Sul fronte americano - paese nel quale si pensava l'immunità sarebbe arrivata in tempi brevi viste le milioni di dosi somministrate, non va meglio. Negli States la campagna di vaccinazione ha avuto una battuta d'arresto e si è passati da 3 milioni a 2,2 milioni di somministrazioni al giorno. "L'immunità di gregge ha bisogno di tempo per svilupparsi e con la vaccinazione si accelera - ha spiegato la virologa Ilaria Capua al Corriere della Sera - ma se una fetta significativa della popolazione non si vaccina per scetticismo allora l'immunità arriverà più tardi". Il problema degli Stetes oggi sembra proprio essere lo scetticismo: "La campagna vaccinale americana è andata benissimo finché è stata condotta tra la popolazione consapevole, che ha fatto di tutto per vaccinarsi. Adesso bisogna lavorare sugli scettici. Alcuni Stati, tra cui la Florida, metà della popolazione segue quello che io chiamerei non tanto negazionismo ma 'sottovalutismo'".

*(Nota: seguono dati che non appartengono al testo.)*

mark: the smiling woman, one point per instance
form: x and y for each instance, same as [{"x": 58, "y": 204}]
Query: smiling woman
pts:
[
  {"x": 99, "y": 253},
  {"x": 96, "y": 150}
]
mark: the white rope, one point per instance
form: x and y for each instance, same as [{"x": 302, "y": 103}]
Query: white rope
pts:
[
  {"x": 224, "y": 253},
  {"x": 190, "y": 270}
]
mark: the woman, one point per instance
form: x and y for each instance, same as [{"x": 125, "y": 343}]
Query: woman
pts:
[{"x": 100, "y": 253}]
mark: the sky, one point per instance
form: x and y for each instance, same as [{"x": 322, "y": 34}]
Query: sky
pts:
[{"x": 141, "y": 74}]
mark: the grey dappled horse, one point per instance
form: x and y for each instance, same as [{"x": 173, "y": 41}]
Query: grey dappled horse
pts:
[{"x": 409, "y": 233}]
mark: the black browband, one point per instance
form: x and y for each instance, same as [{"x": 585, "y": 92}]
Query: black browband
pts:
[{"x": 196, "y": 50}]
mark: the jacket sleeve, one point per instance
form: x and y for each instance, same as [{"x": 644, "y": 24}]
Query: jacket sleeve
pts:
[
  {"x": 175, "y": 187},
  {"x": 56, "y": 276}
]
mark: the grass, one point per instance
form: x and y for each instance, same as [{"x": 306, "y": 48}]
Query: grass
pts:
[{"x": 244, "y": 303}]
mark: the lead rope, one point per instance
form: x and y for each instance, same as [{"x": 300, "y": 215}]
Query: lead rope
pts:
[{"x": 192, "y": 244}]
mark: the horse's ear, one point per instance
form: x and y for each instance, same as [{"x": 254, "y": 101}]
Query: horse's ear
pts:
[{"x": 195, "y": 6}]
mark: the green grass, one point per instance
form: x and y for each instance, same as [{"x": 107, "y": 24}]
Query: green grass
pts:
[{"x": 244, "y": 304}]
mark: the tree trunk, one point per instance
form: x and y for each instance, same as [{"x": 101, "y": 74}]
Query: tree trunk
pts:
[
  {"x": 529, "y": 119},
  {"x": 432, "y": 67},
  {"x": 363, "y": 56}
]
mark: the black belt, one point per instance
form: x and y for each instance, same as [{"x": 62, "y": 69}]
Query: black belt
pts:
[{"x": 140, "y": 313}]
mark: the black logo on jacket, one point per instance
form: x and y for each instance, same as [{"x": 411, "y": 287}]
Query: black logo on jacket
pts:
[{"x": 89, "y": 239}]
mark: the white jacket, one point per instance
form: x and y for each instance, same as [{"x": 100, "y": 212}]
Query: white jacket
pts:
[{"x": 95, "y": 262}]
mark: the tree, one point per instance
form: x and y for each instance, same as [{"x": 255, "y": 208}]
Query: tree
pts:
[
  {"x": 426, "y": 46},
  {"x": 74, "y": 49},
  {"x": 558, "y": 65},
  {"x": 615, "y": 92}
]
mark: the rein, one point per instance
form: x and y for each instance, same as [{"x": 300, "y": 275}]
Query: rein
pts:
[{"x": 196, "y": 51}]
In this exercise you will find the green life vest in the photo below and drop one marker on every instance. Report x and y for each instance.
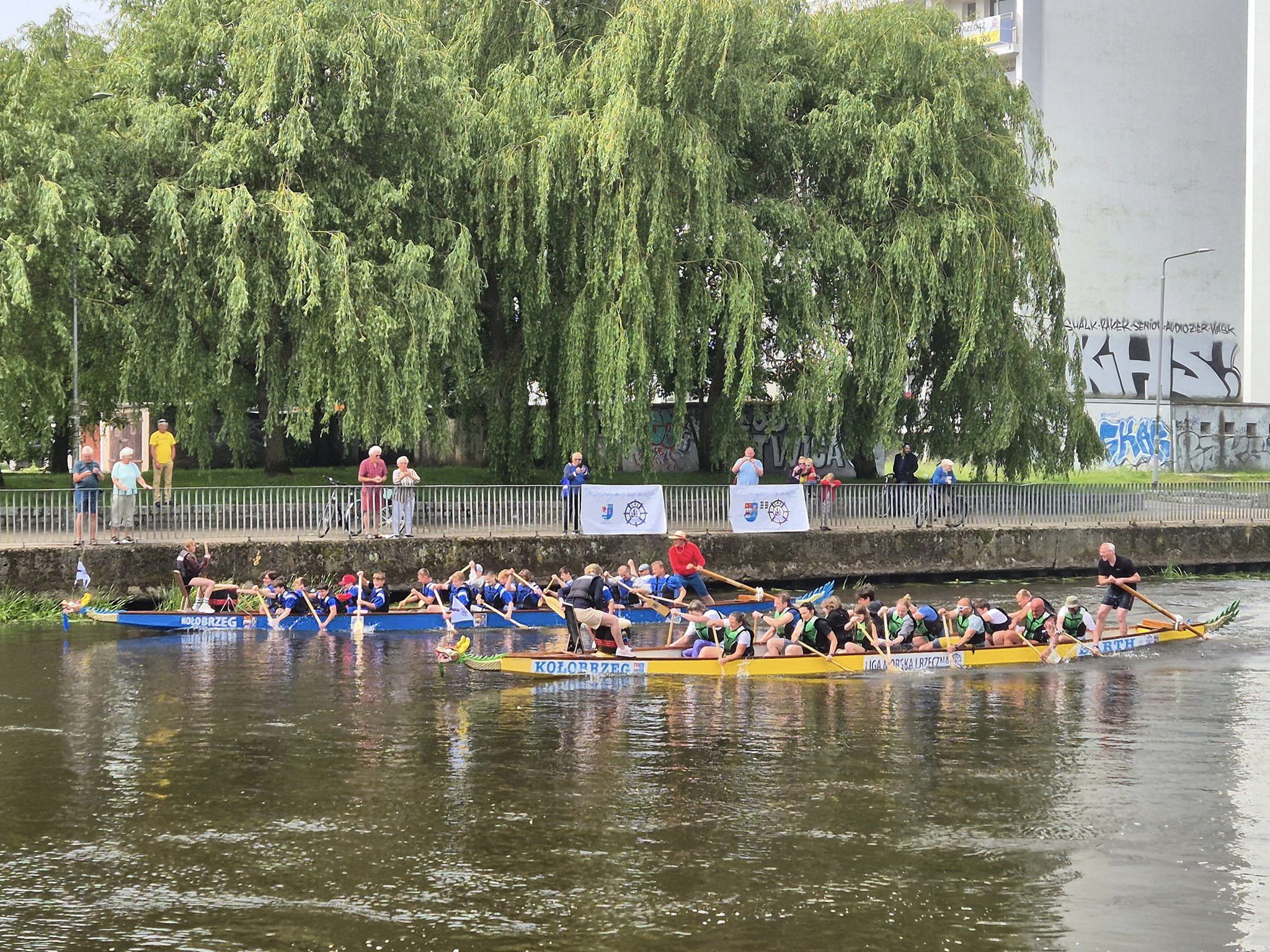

La virologa italiana, che lavora nell'università della Florida, ha rilanciato sull'esempio americano: "Lo scetticismo ci sta facendo pagare un prezzo. C'è anche un altro fenomeno sempre più preoccupante: alcuni non vanno a fare la seconda dose". Sulle tempistiche anche Ilaria Capua rallenta: "Il fatto che l'immunità di gregge non si raggiungerà entro la fine di quest'anno o del prossimo non vuol dire che non sconfiggeremo il virus. Bisogna anche vedere quanto dura l'immunità: se dura 6-8 mesi sarà più difficile arrivare all'immunità di gregge. Cominciamo a pensare alla campagna d'autunno puntando all'80% dei vaccinati".